Supporting her belly from underneath, she waddled back inside to the small study attached to her bedroom, and sat down with her legs apart on the edge of a straight-backed chair by the window to consider how to proceed. What her father had bought for them was actually two apartments, which they had combined into one by knocking out the dividing wall. Howie had his own bedroom on the other side in what had once been the second apartment, though they kept a proper master suite with the two beds pushed together in a room that the former owners had dedicated as a memorial shrine to their son, killed in the 1956 Suez War. This official conjugal chamber was set up for the sake of public image, to forestall the gossips, and for the same reason she visited the ritual bath every month in compliance with the laws of family purity required of a married woman still in her childbearing years so that the ladies could comment to each other in the
market the next morning that they had noticed Mrs. Stern coming home from the mikva last night, may the barren soon rejoice with her sons gathered around her, amen.
Her father would have preferred to buy in the Rekhavia section, which he regarded as more dignified and established, its streets named for distinguished commentators and sages. But Tema had insisted on Baka, with its streets called directly by the names of biblical characters, plain and simple, a few women’s names too. And even though Ben-Yefuneh was not in the section of Baka mysterious with lush gardens and old abandoned Arab stone houses, there was for her a measure of ironic justification in settling on a street named for Caleb son of Yefuneh, whose first name in Hebrew, Kalev, written without vowels, consisted of the same three letters as the word for dog, kelev. Her life had come full circle; once again, she found herself on the street of the dog. Reb Berel Bavli let his daughter have her way with regard to choice of location despite the fact on the ground that he was the one writing the checks because bottom line he was investing not in real estate but in progeny. Whenever he was in touch with her, usually by telephone which, whether the connection was clear or not, required shouting due to the accepted etiquette for long distance, he never failed to boom out across an ocean and a continent, “So-nu? Something cooking in the pot already? What—I didn’t pay for enough rooms for you maybe?”
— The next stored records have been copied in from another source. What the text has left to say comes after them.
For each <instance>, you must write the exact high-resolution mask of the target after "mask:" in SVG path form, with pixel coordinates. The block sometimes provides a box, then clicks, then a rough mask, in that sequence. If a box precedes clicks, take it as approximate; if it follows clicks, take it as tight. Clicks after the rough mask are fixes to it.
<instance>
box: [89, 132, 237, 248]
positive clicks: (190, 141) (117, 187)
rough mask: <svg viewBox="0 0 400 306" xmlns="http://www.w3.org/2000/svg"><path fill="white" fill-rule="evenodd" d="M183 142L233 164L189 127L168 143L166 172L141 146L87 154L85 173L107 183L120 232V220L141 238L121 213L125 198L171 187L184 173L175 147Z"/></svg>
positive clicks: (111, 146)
Now, sitting in the study of her Baka apartment looking out to Ben-Yefuneh Street as the labor pains surged up in shorter intervals and with greater intensity, she reflected on her situation. She was a woman past thirty with a history of five miscarriages all in the first trimester of her previous pregnancies about to give birth to the only baby she had ever carried to term. The sensible course to follow would be to call a taxi at once to convey her to the nearest hospital. Nevertheless, she remained in her place, unable to take action.